ABSTRACT
FlyBase is a database of genetic and molecular data concerning Drosophila. FlyBase is maintained as a relational database (in Sybase) and is made available as html documents and flat files. The scope of FlyBase includes: genes, alleles (and phenotypes), aberrations, transposons, pointers to sequence data, clones, stock lists, Drosophila workers and bibliographic references. The Encyclopaedia of Drosophila is a joint effort between FlyBase and the Berkeley Drosophila Genome Project which integrates FlyBase data with those from the BDGP.
Drosophila melanogaster
is one of the most studied eukaryotic organisms. Introduced to modern biology
in the early years of this century, research with
D.melanogaster
has been at the forefront of most areas of biology, from genetics to ecology,
from neurobiology to evolution.
Drosophila
geneticists have been well served by a series of catalogs of mutations, the
first of which was published in 1925, and by regular publication (again, dating
from 1925) of bibliographies of the
Drosophila
literature. The last conventional catalog of the genes and mutations of
D.melanogaster
was published in 1992 (
3
), although data collection ceased in late 1989.

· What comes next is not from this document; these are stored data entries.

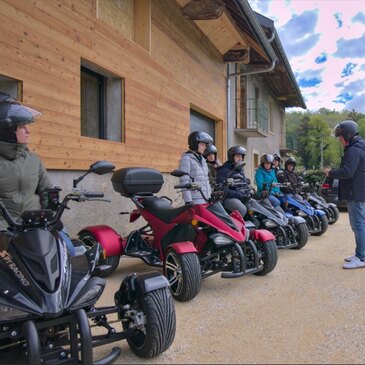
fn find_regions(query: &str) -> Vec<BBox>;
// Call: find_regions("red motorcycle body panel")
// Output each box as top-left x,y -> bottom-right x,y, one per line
79,225 -> 124,256
168,241 -> 198,254
250,228 -> 275,242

Beginning in October 1992, the National Center for Human Genome Research of the
NIH has funded the FlyBase project with the objective of designing, building
and releasing a database of genetic and molecular information concerning this
insect. FlyBase also receives support from the Medical Research Council,
London.
The core of FlyBase is data concerning the genes and mutations of
Drosophila
:
-
Gene name; gene symbol; synonym(s) for name; synonym(s) for symbol; genetic map
position; polytene chromosome map position; nature of gene product(s);
molecular data; gene expression pattern data; similar genes in other organisms;
database cross-references.
-
Allele(s) name; allele(s) symbol; allele name synonym(s); allele symbol
synonym(s); origin of allele; phenotypic information; molecular data.
-
Chromosome aberrations.
-
Clones (cosmids, P1s, YACs).
-
Molecular data.
-
P-elements.
-
Transposon constructs and their components.
-
Bibliographic references.
-
Stock lists.
-
People.
-
Allied data.
-
FlyBase identifier numbers.
In their present form these data are a mixture of information in a highly
structured, parseable form and in free text. All of the data are available as
flat (ASCII) files, the majority being the output of selected data sets from
the relational database implementation of FlyBase.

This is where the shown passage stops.